To illustrate how important this sentiment has been in shaping China’s response to disease, faculty and students have curated an exhibit called “Strong Bodies for the Revolution: Pursuing Health and Power in the People’s Republic of China,” an exhibition featuring a collection of propaganda posters donated by the family of Ruth and Victor Sidel. The exhibit was on display through May 21 in the College of East Asian Studies Gallery at Mansfield Freeman Center

“The exhibition offers a different perspective on the Cultural Revolution and early days of reform and opening,” said Tan. “While the political persecutions carried out during the Cultural Revolution traumatized an entire generation of Chinese people and led to great suffering, many policies were put in place to improve the public health of China’s urban and rural regions.”

During their travels to China, the Sidels acquired more than 55 posters, most of which illustrated the underlying principles that governed Chinese public health policy during tumultuous years of revolution.

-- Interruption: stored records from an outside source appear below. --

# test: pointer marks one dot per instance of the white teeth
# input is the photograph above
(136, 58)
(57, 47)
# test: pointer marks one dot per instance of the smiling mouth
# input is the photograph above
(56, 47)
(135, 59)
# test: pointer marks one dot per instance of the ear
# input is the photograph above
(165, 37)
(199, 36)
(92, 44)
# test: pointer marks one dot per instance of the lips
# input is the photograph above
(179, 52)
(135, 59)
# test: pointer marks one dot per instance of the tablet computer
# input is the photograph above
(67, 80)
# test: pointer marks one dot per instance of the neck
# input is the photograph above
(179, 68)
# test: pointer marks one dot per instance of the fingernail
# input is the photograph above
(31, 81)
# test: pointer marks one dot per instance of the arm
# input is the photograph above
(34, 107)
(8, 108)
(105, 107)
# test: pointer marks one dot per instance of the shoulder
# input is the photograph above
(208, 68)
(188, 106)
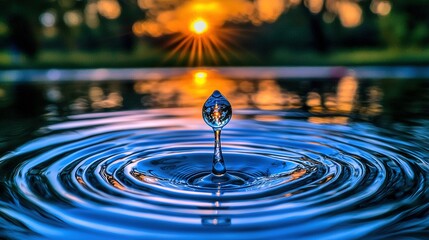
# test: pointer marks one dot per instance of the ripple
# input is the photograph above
(136, 174)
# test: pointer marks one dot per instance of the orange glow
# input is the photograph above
(381, 7)
(200, 78)
(199, 26)
(109, 8)
(346, 93)
(350, 14)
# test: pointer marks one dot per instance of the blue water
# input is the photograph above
(310, 171)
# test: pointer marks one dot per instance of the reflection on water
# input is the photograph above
(327, 158)
(345, 96)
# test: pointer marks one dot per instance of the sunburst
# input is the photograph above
(202, 43)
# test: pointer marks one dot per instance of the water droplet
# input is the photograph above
(217, 111)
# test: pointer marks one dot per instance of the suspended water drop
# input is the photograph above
(217, 112)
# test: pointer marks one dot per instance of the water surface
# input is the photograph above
(330, 158)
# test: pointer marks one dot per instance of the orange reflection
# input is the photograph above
(346, 93)
(199, 26)
(193, 88)
(109, 8)
(200, 78)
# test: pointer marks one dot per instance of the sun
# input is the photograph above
(199, 26)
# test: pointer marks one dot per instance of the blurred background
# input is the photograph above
(151, 33)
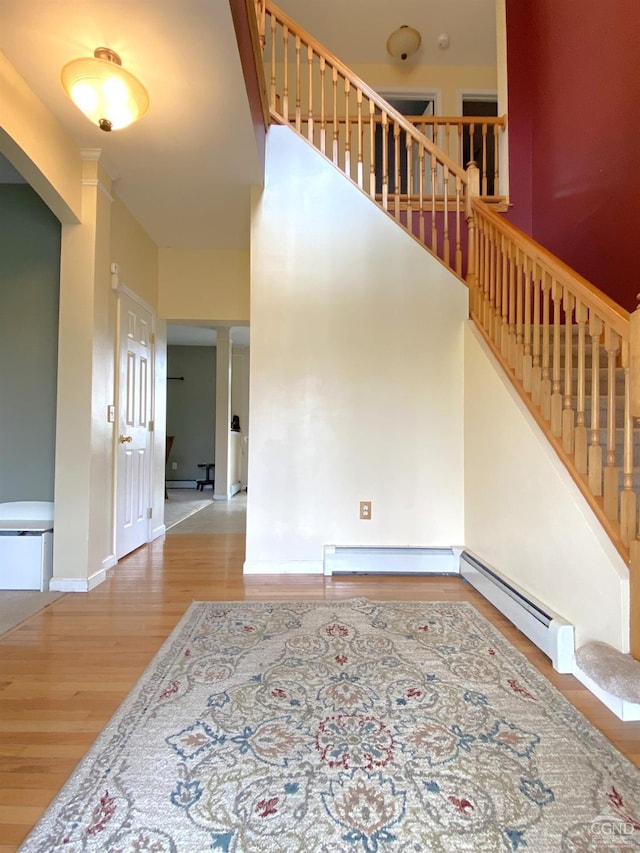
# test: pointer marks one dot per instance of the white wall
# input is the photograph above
(356, 372)
(525, 516)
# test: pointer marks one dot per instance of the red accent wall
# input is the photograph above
(574, 134)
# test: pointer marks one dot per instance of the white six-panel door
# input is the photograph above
(133, 489)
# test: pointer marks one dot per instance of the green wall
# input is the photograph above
(191, 410)
(29, 294)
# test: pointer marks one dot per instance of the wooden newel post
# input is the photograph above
(634, 545)
(473, 191)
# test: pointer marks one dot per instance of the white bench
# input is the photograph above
(26, 544)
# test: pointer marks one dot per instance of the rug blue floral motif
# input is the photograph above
(344, 726)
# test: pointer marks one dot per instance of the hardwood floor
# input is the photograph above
(64, 672)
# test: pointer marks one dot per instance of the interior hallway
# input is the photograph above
(64, 672)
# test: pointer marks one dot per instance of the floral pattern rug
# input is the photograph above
(344, 726)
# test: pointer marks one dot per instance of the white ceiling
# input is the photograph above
(356, 31)
(185, 169)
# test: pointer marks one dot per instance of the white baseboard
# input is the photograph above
(284, 567)
(158, 531)
(77, 584)
(624, 710)
(384, 560)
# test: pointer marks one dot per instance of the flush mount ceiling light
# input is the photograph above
(109, 96)
(404, 42)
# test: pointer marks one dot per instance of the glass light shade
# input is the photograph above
(109, 96)
(404, 42)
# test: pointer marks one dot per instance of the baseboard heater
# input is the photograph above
(340, 559)
(550, 632)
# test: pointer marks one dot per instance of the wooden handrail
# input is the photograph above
(613, 314)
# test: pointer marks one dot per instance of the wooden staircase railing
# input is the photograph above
(376, 147)
(482, 134)
(572, 353)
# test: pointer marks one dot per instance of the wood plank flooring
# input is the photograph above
(64, 672)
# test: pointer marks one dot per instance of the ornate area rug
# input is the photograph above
(344, 726)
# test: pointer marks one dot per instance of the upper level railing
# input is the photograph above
(572, 353)
(468, 139)
(376, 147)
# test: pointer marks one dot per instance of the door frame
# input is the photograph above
(121, 289)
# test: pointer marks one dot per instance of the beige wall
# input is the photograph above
(355, 395)
(526, 517)
(135, 253)
(202, 284)
(97, 230)
(38, 147)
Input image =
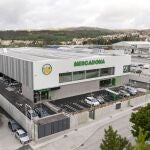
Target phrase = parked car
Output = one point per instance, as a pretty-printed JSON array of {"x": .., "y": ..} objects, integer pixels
[
  {"x": 133, "y": 65},
  {"x": 22, "y": 136},
  {"x": 13, "y": 125},
  {"x": 146, "y": 66},
  {"x": 100, "y": 99},
  {"x": 124, "y": 93},
  {"x": 131, "y": 90},
  {"x": 41, "y": 112},
  {"x": 31, "y": 114},
  {"x": 91, "y": 101},
  {"x": 140, "y": 65},
  {"x": 139, "y": 71}
]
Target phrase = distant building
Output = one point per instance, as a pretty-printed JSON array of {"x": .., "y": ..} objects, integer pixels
[{"x": 132, "y": 46}]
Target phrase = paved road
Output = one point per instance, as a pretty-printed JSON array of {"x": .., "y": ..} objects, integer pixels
[
  {"x": 121, "y": 124},
  {"x": 89, "y": 135},
  {"x": 140, "y": 60}
]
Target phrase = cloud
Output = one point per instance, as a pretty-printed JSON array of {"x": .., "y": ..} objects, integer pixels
[{"x": 46, "y": 14}]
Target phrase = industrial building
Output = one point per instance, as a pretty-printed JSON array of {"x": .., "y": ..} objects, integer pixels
[
  {"x": 50, "y": 74},
  {"x": 45, "y": 75}
]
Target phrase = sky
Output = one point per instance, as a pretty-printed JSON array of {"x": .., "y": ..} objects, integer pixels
[{"x": 55, "y": 14}]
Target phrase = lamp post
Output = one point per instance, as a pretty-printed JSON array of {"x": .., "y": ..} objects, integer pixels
[{"x": 28, "y": 107}]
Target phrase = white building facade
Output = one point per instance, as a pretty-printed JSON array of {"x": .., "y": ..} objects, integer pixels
[{"x": 51, "y": 74}]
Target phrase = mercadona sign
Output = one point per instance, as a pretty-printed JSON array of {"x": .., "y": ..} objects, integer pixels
[{"x": 89, "y": 62}]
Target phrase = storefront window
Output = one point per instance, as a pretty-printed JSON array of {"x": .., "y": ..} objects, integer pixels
[
  {"x": 92, "y": 73},
  {"x": 107, "y": 71},
  {"x": 78, "y": 75},
  {"x": 126, "y": 68},
  {"x": 65, "y": 77}
]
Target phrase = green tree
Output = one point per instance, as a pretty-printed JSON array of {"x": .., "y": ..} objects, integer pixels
[
  {"x": 140, "y": 141},
  {"x": 113, "y": 141},
  {"x": 141, "y": 119}
]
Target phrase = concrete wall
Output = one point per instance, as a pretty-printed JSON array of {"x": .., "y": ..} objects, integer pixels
[
  {"x": 78, "y": 119},
  {"x": 84, "y": 87},
  {"x": 27, "y": 92},
  {"x": 17, "y": 115},
  {"x": 75, "y": 89},
  {"x": 111, "y": 109}
]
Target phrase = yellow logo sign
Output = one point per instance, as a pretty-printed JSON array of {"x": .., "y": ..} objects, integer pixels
[{"x": 47, "y": 69}]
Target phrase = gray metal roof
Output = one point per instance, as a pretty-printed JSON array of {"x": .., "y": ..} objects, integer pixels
[{"x": 41, "y": 54}]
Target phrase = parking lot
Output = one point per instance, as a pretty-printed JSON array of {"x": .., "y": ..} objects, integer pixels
[
  {"x": 8, "y": 140},
  {"x": 77, "y": 104}
]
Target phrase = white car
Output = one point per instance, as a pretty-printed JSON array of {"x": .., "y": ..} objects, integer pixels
[
  {"x": 92, "y": 101},
  {"x": 131, "y": 90},
  {"x": 124, "y": 93},
  {"x": 100, "y": 99},
  {"x": 22, "y": 136},
  {"x": 146, "y": 66}
]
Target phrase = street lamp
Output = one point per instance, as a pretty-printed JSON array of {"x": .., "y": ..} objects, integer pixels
[{"x": 28, "y": 107}]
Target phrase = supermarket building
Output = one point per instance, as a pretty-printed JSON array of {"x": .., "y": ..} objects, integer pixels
[{"x": 50, "y": 74}]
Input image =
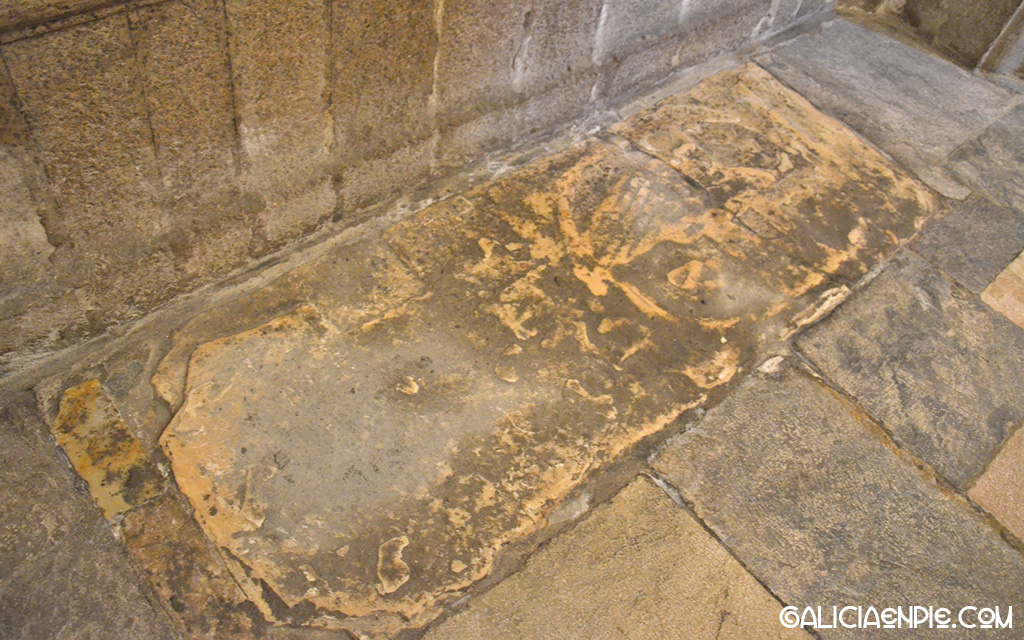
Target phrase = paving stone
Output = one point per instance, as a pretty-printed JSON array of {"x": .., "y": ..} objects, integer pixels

The posters donated by the Sidels explore how the Chinese government mobilized its people to implement public health campaigns that improved the health of hundreds of millions of people. There are also common themes in the posters that contribute to a larger narrative about modern health practices in China.

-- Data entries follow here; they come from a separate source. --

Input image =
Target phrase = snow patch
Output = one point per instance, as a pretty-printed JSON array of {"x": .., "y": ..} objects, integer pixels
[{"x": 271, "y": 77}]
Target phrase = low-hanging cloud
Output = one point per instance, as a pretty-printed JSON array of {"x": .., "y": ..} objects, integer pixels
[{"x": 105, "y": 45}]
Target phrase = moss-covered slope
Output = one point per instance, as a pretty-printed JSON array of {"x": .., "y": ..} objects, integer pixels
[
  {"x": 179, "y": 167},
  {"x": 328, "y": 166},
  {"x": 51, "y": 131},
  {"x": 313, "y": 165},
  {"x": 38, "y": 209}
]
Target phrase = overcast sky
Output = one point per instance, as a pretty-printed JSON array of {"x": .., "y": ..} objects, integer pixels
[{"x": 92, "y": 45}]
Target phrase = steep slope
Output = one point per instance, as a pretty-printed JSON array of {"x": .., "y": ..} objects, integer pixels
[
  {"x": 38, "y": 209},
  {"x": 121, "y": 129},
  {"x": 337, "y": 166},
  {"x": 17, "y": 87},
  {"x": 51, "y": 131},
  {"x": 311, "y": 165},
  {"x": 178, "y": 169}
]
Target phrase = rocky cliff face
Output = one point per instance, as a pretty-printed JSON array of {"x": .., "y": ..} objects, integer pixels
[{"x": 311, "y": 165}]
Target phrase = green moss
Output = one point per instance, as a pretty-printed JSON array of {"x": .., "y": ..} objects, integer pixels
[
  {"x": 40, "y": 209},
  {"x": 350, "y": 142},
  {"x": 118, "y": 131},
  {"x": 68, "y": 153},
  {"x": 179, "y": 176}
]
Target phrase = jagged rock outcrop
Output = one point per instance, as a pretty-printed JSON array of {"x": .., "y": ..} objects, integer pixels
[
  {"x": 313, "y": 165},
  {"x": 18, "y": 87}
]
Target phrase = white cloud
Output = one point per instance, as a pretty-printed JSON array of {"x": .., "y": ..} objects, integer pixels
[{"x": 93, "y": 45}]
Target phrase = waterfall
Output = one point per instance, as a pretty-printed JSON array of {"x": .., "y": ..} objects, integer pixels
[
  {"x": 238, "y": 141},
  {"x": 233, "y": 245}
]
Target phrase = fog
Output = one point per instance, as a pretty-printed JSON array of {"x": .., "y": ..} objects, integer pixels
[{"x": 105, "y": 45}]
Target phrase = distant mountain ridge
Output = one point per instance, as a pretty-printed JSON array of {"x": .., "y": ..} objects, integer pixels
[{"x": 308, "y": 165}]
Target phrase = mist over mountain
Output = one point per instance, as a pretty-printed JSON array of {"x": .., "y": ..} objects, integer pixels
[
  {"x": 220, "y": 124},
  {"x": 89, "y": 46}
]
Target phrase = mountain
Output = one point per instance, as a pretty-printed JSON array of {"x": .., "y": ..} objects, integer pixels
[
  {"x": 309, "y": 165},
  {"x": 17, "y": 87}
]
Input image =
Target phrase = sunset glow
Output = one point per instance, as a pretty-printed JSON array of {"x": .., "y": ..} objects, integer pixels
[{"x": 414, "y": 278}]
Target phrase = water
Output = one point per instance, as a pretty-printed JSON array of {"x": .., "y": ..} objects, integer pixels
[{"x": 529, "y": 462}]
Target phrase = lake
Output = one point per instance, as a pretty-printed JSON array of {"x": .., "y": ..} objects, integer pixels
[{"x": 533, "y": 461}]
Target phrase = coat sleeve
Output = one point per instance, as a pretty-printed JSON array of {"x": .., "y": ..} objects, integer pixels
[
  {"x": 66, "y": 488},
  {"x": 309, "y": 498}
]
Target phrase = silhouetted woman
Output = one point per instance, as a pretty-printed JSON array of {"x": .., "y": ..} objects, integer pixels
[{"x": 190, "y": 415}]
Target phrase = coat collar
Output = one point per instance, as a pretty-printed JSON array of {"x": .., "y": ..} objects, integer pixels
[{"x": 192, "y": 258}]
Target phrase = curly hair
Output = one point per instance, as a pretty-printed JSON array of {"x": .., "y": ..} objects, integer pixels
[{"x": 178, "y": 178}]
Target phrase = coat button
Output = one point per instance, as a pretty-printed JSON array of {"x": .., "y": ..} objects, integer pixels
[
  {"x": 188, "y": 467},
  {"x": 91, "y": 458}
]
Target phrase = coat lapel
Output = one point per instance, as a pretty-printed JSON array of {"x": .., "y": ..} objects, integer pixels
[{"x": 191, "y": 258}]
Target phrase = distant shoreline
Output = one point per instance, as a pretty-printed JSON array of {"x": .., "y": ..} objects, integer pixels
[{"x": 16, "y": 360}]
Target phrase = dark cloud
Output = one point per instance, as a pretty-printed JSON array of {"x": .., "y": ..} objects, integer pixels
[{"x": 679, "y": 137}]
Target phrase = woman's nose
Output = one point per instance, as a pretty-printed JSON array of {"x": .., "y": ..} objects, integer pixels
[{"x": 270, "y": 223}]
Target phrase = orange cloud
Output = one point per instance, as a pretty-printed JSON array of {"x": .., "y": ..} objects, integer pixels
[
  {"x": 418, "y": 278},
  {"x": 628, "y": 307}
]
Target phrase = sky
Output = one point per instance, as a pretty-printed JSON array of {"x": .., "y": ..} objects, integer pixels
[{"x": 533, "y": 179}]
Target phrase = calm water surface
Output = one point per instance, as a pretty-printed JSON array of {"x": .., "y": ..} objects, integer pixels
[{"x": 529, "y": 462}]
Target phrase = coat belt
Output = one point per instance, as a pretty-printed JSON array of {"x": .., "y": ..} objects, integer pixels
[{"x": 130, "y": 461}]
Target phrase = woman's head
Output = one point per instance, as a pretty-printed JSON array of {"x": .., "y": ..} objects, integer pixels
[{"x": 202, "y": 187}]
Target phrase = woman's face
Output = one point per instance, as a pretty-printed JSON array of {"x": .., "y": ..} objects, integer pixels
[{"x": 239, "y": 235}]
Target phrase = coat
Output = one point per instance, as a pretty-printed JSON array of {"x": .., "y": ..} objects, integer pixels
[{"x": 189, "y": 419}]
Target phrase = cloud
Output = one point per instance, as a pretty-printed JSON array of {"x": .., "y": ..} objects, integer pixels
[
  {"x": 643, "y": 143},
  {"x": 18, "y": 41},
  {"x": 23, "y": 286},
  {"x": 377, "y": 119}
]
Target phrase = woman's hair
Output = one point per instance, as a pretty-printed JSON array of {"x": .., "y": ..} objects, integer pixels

“The exhibition offers us an opportunity to reflect on how societies choose to confront disease,” Tan said.

The centerpiece of the exhibition, a poster about the eradication of schistosomiasis – a parasitic disease carried by water snails that afflicted peasants in rice-growing regions in south China, sums up the challenges faced in the post COVID-19 world, Tan said. The caption on the poster reads ‘Thousand soldiers and ten thousand horses bid farewell to the God of Plague.’

Just as Mao had mobilized the people to eradicate schistosomiasis, China today is pouring massive resources to maintain its zero-tolerance policy on COVID-19. It could take time for Chinese officials to achieve that end. Over five decades of concerted disease controls were enacted before schistosomiasis ceased to be a public health program in 2015.

Tan believes the posters ask intriguing questions. “What can we learn from China’s experience at confronting public health challenges? What are the costs and benefits of public health policies aimed at disease eradication? The posters remind us that one cannot simply wish away the ‘God of Plague,’” Tan said.

He said the posters have generated stimulating discussions during class visits on a whole host of topics, such as state surveillance, gender equality, and social injustices resulting from uneven access to public health facilities.

Wendi Field Murray, Adjunct Assistant Professor of East Asian Studies and Archaeology, and Archaeology Collections Manager, supervised the student preparation of this new donation of posters for the exhibition, giving the public the opportunity to see the images alongside the products of student work, which include translations, cataloging, and research.

Through their collections work, students learned how to ‘read’ three-dimensional objects, to practice good stewardship of cultural objects, and to tease out an object’s capacity to tell stories, Murray explained.

“Object collections are beautifully effective in connecting students to the past, providing a concrete point of departure for exploring abstract concepts (like ‘revolution’ or ‘health’), and helping them to use material culture to critically reflect on the present,” Murray said.

Additional contributors to the exhibition include Kevin and Mark Sidel, sons of Ruth and Victor Sidel, who supported the development of the exhibition and a forthcoming exhibition catalogue.